If your blood sugar level is low (or if you don't have access to these tools and you start to feel symptoms of low blood sugar), a general rule of thumb is to consume 15 grams of fast-acting carbohydrates (such as Smarties, apple juice, or glucose tablets) to increase blood sugar levels and prevent further symptoms, according to the American Diabetes Association (ADA). People who take insulin may have low blood sugar levels if they take too much insulin or if they miscalculate the insulin dose in relation to food, or if they exercise more than usual when there is “fast-acting” insulin on board (in the body). When you wake up in the morning, your fasting blood sugar level is usually at its lowest level because you haven't eaten food for about eight hours. If you need to increase your blood sugar level, you should eat a glucose tablet or drink something sugary, such as fruit juice.
Eating foods that are high in complex carbohydrates, such as pasta and whole grains, will maintain blood sugar levels after a period of hypoglycemia. Then you'll drink the sugary liquid and your blood sugar level will be measured 1 hour later, 2 hours later, and possibly 3 hours later. This may include checking blood sugar levels more often, adjusting medications, or working with a certified diabetes educator to learn to recognize the warning signs of hypoglycemia. Your doctor or nutritionist can help you determine how many carbohydrates you should eat at each meal to maintain healthy blood sugar levels.
Normal blood sugar levels for people with diabetes will vary depending on the person's age and time of day. For example, people with prediabetes will have their blood sugar tested at least once a year, as abnormal blood sugar levels may indicate that they are likely to develop type 2 diabetes. If your body doesn't produce enough insulin (what you say here could indicate), the only way to lower your blood sugar levels is with medicines.

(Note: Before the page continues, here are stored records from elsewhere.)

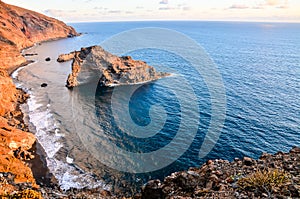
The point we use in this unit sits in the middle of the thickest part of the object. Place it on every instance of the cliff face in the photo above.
(21, 28)
(112, 70)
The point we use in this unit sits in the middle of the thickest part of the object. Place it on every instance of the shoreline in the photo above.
(53, 191)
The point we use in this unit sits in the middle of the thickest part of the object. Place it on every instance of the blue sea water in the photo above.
(260, 68)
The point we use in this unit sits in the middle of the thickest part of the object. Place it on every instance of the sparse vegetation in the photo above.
(28, 194)
(266, 181)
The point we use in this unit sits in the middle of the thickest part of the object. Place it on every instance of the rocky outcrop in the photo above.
(15, 140)
(112, 70)
(271, 176)
(21, 28)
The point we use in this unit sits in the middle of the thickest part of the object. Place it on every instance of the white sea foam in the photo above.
(47, 132)
(49, 136)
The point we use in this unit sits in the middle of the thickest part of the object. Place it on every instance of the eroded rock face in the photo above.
(113, 70)
(21, 28)
(219, 179)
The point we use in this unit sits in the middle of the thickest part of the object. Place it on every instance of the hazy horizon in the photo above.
(74, 11)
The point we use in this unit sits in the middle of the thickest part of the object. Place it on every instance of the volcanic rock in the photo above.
(112, 70)
(219, 179)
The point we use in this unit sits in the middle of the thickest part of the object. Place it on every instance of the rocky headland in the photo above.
(111, 69)
(271, 176)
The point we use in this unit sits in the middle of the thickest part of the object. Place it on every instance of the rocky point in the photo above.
(111, 69)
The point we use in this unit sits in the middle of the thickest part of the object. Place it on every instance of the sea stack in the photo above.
(113, 70)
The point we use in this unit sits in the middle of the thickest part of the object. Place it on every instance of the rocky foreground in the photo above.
(271, 176)
(111, 69)
(19, 29)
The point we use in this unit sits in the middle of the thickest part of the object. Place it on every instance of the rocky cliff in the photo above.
(112, 70)
(21, 28)
(271, 176)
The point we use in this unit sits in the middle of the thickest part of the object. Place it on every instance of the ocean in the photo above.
(119, 138)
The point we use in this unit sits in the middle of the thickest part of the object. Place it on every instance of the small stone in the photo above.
(209, 162)
(248, 161)
(43, 85)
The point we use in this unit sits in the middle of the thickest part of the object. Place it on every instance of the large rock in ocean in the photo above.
(111, 69)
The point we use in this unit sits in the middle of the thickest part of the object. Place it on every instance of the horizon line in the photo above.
(184, 20)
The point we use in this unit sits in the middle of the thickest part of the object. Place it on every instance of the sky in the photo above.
(139, 10)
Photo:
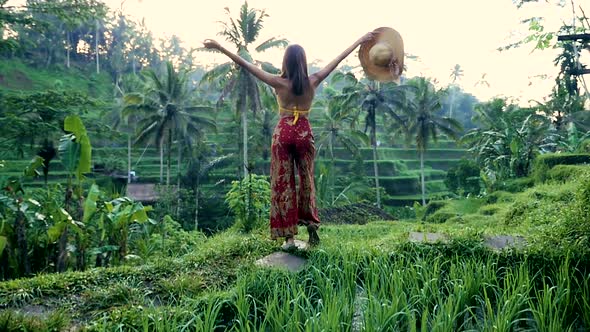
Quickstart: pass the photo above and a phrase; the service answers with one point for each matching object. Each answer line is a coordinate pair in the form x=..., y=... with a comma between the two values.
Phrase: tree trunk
x=245, y=139
x=169, y=151
x=452, y=103
x=422, y=177
x=332, y=171
x=63, y=239
x=68, y=46
x=81, y=254
x=375, y=157
x=128, y=158
x=178, y=178
x=162, y=160
x=21, y=240
x=197, y=204
x=96, y=49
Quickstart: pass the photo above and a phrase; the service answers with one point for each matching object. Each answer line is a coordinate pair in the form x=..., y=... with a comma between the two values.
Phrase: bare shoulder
x=315, y=80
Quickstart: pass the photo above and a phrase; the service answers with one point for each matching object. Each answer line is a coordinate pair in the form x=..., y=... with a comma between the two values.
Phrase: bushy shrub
x=440, y=217
x=545, y=162
x=489, y=210
x=464, y=178
x=564, y=173
x=517, y=185
x=499, y=196
x=249, y=200
x=518, y=209
x=432, y=207
x=402, y=212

Getting professional medical advice from a healthcare provider, such as an endocrinologist, is the best way to know if your blood sugar levels are where they should be.
If you're an adult and you're having trouble controlling your glucose, your healthcare provider can help you develop a treatment plan to better control your blood sugar. However, in the case of people with diabetes, the body does not produce insulin or does not work properly and, as a result, blood sugar levels must be carefully regulated to avoid health complications. It looks like you've tried to lower your blood sugar levels without medication, so it's not that you haven't tried.